O país não podia continuar como estava quando se colocou a sucessão de 1985, depois da morte de Tchemenko, posto no cargo já enfermo, uma típica manobra da burocracia para ganhar tempo. Grishin, primeiro-secretário de Moscou, candidatou-se ao cargo de secretário-geral do PCUS como expressão do que havia de mais bajulatório e corrupto. Gorbatchev surgiu como o nome de renovação, abrindo-se, então, o processo de perestroika e glasnost.

Yeltsin foi trazido para Moscou para que fizesse a limpeza no partido da sujeira acumulada por Grishin. Ele, entretanto, ultrapassa a luta de aparelho. Debruça-se sobre os graves problemas da capital e aos poucos vai se tornando um profundo incômodo para o aparelho e sua expressão mais radical, Ligatchev, o ideólogo do partido.

Sacudir a burocracia, resolver os problemas práticos da vida na capital exige mais do que ação individual. Exige, na verdade, cofrontar-se com o coração da burocracia e do sistema fechado de poder. Gorbatchev, critica Yeltsin, tem como marca característica, no entanto, o compromisso. "O mal básico de Gorbatchev - o medo de dar passos decisivos e extremamente necessários - manifestou-se plenamente nesta área" - (a economia), diz Yeltsin. Longe de colocar suas diferenças com Gorbatchev sobre um plano de disputa pessoal, Yeltsin, na verdade, vai ao fundo dos problemas colocados pela perestroika. Com ela, diz Yeltsin, "deu-se um passo correto, embora, evidentemente, tenha sido uma revolução de cima para baixo. E esse tipo de revolução acaba fatalmente se voltando contra o aparelho, principalmente se ele não está em condições de conter a iniciativa popular em um curso aceitável. E esse aparelho começou a resistir à perestroika, a retardá-la, combatê-la, e ela começou a patinar".

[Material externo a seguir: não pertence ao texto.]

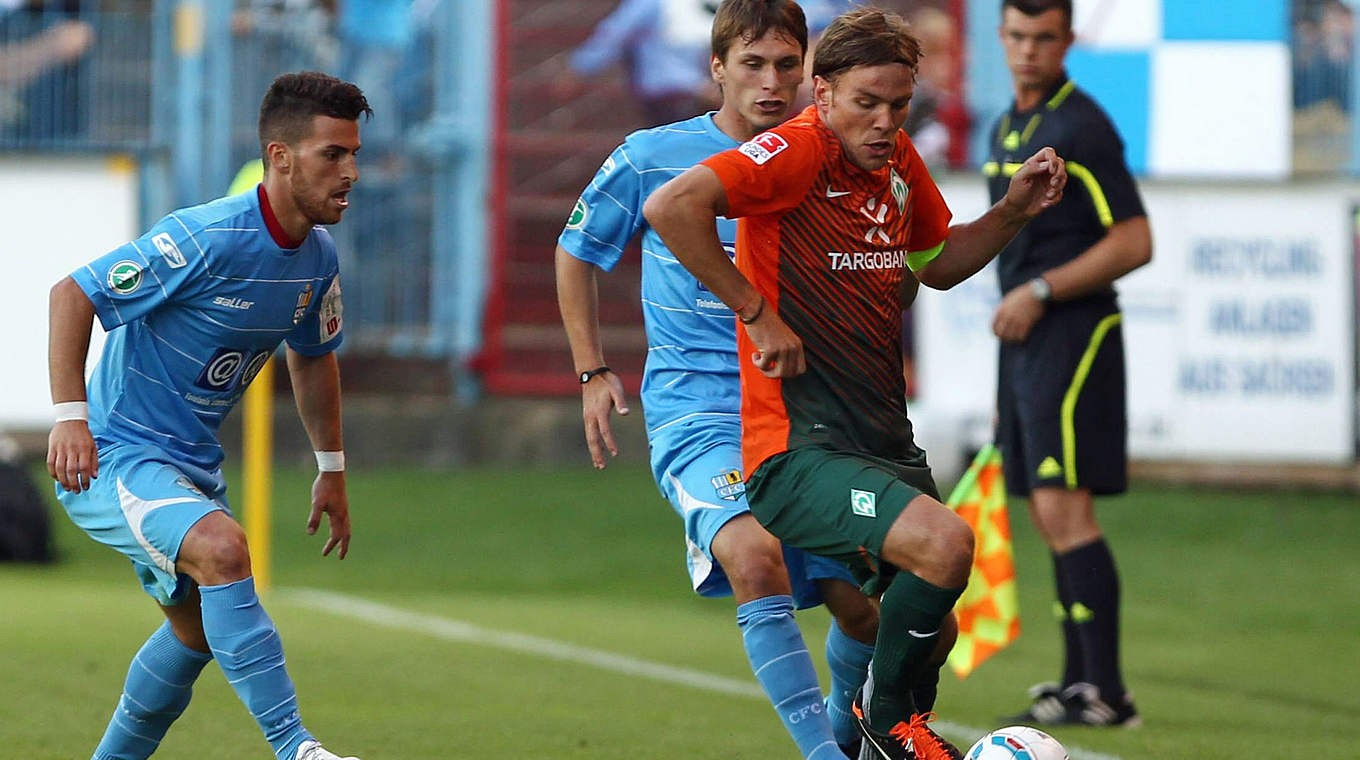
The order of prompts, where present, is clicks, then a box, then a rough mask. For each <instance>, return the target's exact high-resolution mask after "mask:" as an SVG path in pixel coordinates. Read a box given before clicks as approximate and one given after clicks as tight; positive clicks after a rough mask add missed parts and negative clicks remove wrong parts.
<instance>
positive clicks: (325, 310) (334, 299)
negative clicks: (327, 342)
mask: <svg viewBox="0 0 1360 760" xmlns="http://www.w3.org/2000/svg"><path fill="white" fill-rule="evenodd" d="M317 321H318V322H320V324H321V343H325V341H328V340H330V339H333V337H335V336H337V334H340V328H341V325H343V324H344V306H343V305H341V302H340V277H336V279H335V280H330V287H329V288H328V290H326V294H325V295H322V296H321V309H320V310H318V311H317Z"/></svg>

Não é preciso falar do problemas da Lituânia, hoje, e de outras minorias nacionais, para entender as contradições da perestroika, que vive um momento delicado, o qual, com toda certeza, explodirá no 28º Congresso, marcado para 2 de julho próximo. E o futuro da perestroika, com todo o conteúdo de democratização que ela abriu para a União Soviética, é vital para todo o mundo. Até porque a renovação da sociedade soviética concentra uma das chaves do progresso de toda a humanidade, no rumo de um socialismo sem o terror de Estado montado por Stalin e sofisticado por seus sucessores. Quem quiser refletir sobre isso não pode deixar de ler Os Rumos da Perestroika de Boris Yeltsin. Ainda que o livro tenha uma lacuna - pelo fato de Yeltsin não expor em maior profundidade suas propostas para a URSS -, ele possibilita ao leitor entender os impasses que levaram à perestroika e o chama a acompanhar mais de perto o que se passa na URSS e no Leste Europeu.

Edmundo Machado de Oliveira é jornalista e membro da Comissão de Ética do DR/PT-SP.